Search code examples
python-3.xmongodbdistinct-values

Find distinct values group by another field mongodb


I have collection with documents like this :

{
    "_id" : ObjectId("5c0685fd6afbd73b80f45338"),
    "page_id" : "1234",
    "category_list" : [  
        "football", 
        "sport"
    ],
    "time_broadcast" : "09:13"
}

{
    "_id" : ObjectId("5c0685fd6afbd7355f45338"),
    "page_id" : "1234",
    "category_list" : [ 
        "sport",
        "handball"
    ],
    "time_broadcast" : "09:13"
}

{
    "_id" : ObjectId("5c0694ec6afbd74af41ea4af"),
    "page_id" : "123456",
    "category_list" : [ 
        "news", 
        "updates"
     ],
     "time_broadcast" : "09:13"
}

....

now = datetime.datetime.now().time().strftime("%H:%M")

What i want is : when "time_broadcast" is equal to "now",i get list of distinct "category_list" of each "page_id".

Here is how the output should look like :

{
   { 
     "page_id" : "1234",
     "category_list" : ["football", "sport", "handball"] 
   },

   { 
     "page_id" : "123456",
     "category_list" : ["news", "updates"] 
   }
}

I have tried like this :

category_list = db.users.find({'time_broadcast': now}).distinct("category_list")

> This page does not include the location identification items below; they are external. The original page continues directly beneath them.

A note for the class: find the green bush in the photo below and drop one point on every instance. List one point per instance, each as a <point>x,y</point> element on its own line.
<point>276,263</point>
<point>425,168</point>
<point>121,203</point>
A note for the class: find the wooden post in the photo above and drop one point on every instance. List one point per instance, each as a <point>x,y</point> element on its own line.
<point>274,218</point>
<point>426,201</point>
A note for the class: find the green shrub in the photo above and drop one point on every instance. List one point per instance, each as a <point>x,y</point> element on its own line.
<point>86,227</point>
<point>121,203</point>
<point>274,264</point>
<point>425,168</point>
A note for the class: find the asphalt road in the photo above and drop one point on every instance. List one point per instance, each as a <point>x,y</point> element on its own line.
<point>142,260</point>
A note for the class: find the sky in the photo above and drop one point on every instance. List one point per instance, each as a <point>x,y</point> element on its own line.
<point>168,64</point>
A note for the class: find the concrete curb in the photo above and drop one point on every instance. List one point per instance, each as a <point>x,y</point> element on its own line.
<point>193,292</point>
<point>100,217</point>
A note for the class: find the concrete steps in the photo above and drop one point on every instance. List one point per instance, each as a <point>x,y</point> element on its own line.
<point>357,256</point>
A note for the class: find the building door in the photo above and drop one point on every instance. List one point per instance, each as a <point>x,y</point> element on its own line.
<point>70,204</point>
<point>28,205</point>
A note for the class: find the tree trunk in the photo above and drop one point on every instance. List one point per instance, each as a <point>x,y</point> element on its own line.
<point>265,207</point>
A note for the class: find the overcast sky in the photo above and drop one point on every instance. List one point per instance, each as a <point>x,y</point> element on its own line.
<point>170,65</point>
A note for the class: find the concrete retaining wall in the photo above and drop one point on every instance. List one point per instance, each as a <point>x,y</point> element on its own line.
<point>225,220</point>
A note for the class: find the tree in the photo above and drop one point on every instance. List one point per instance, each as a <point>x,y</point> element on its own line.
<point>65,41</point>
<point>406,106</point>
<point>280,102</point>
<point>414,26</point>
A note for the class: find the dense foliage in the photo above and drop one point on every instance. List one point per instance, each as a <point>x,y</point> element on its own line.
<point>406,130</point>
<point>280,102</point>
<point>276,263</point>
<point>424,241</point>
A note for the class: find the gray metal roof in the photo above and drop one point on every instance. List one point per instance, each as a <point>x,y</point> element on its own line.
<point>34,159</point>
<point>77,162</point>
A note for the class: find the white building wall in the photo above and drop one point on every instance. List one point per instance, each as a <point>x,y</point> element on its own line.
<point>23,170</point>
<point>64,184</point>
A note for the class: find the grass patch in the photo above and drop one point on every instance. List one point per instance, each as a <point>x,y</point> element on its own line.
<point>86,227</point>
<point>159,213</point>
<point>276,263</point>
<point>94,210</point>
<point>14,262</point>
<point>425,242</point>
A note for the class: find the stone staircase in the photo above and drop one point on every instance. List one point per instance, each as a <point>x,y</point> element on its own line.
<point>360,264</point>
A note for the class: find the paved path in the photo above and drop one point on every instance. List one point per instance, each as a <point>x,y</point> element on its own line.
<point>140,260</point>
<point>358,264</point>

but this gives me as output list of distinct values but

of all "page_id" :

 ["football", "sport", "handball","news", "updates"] 

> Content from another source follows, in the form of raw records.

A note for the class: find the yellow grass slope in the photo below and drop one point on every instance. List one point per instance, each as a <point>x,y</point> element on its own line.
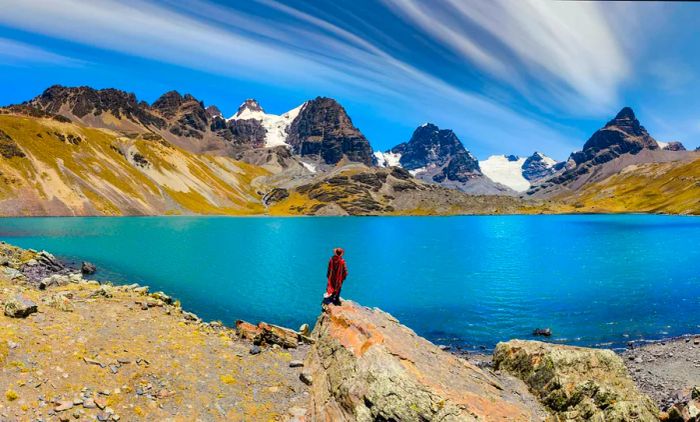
<point>670,188</point>
<point>55,168</point>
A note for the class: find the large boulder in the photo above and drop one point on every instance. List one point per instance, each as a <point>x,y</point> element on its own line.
<point>19,306</point>
<point>577,384</point>
<point>366,366</point>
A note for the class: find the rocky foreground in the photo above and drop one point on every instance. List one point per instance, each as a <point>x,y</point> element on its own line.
<point>75,349</point>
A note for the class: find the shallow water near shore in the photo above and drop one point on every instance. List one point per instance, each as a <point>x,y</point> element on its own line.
<point>595,280</point>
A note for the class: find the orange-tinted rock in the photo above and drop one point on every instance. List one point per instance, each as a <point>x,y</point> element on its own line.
<point>247,330</point>
<point>273,334</point>
<point>366,366</point>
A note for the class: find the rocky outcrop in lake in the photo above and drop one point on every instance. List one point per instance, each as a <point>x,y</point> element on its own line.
<point>366,366</point>
<point>576,384</point>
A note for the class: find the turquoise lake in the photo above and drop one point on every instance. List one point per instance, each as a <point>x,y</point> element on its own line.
<point>466,281</point>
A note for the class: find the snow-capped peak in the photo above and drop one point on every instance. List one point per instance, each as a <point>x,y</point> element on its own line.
<point>249,109</point>
<point>505,170</point>
<point>388,159</point>
<point>276,126</point>
<point>548,161</point>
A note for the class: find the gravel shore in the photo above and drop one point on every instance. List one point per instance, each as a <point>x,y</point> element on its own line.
<point>666,370</point>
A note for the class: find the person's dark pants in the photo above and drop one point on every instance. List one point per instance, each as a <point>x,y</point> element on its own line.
<point>333,299</point>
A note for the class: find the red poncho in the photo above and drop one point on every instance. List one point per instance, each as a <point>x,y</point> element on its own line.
<point>337,271</point>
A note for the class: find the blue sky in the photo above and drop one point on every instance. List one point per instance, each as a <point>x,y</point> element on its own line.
<point>507,76</point>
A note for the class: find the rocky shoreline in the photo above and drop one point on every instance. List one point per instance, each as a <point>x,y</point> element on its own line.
<point>77,349</point>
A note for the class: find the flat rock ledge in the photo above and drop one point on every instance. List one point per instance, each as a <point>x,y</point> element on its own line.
<point>366,366</point>
<point>575,383</point>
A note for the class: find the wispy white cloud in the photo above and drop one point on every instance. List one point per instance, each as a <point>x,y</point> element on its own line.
<point>308,50</point>
<point>15,53</point>
<point>568,48</point>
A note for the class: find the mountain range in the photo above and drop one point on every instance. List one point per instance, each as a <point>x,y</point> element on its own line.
<point>82,151</point>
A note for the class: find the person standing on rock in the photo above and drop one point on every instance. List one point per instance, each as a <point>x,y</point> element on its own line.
<point>336,274</point>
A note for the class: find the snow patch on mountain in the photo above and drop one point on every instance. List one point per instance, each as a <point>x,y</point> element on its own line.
<point>277,126</point>
<point>388,159</point>
<point>310,167</point>
<point>505,171</point>
<point>549,162</point>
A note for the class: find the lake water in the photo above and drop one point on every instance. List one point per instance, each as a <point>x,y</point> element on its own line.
<point>464,281</point>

not category_list by page_id .

Any help please ?

Thanks


Solution

  • you need to write an aggregate pipeline

    • $match - filter the documents by criteria
    • $group - group the documents by key field
    • $addToSet - aggregate the unique elements
    • $project - project in the required format
    • $reduce - reduce the array of array to array by $concatArrays

    aggregate query

    db.tt.aggregate([
        {$match : {"time_broadcast" : "09:13"}}, 
        {$group : {"_id" : "$page_id", "category_list" : {$addToSet : "$category_list"}}}, 
        {$project : {"_id" : 0, "page_id" : "$_id", "category_list" : {$reduce : {input : "$category_list", initialValue : [], in: { $concatArrays : ["$$value", "$$this"] }}}}}
    ]).pretty()
    

    result

    { "page_id" : "123456", "category_list" : [ "news", "updates" ] }
    {
            "page_id" : "1234",
            "category_list" : [
                    "sport",
                    "handball",
                    "football",
                    "sport"
            ]
    }
    

    you can add $sort by page_id pipeline if required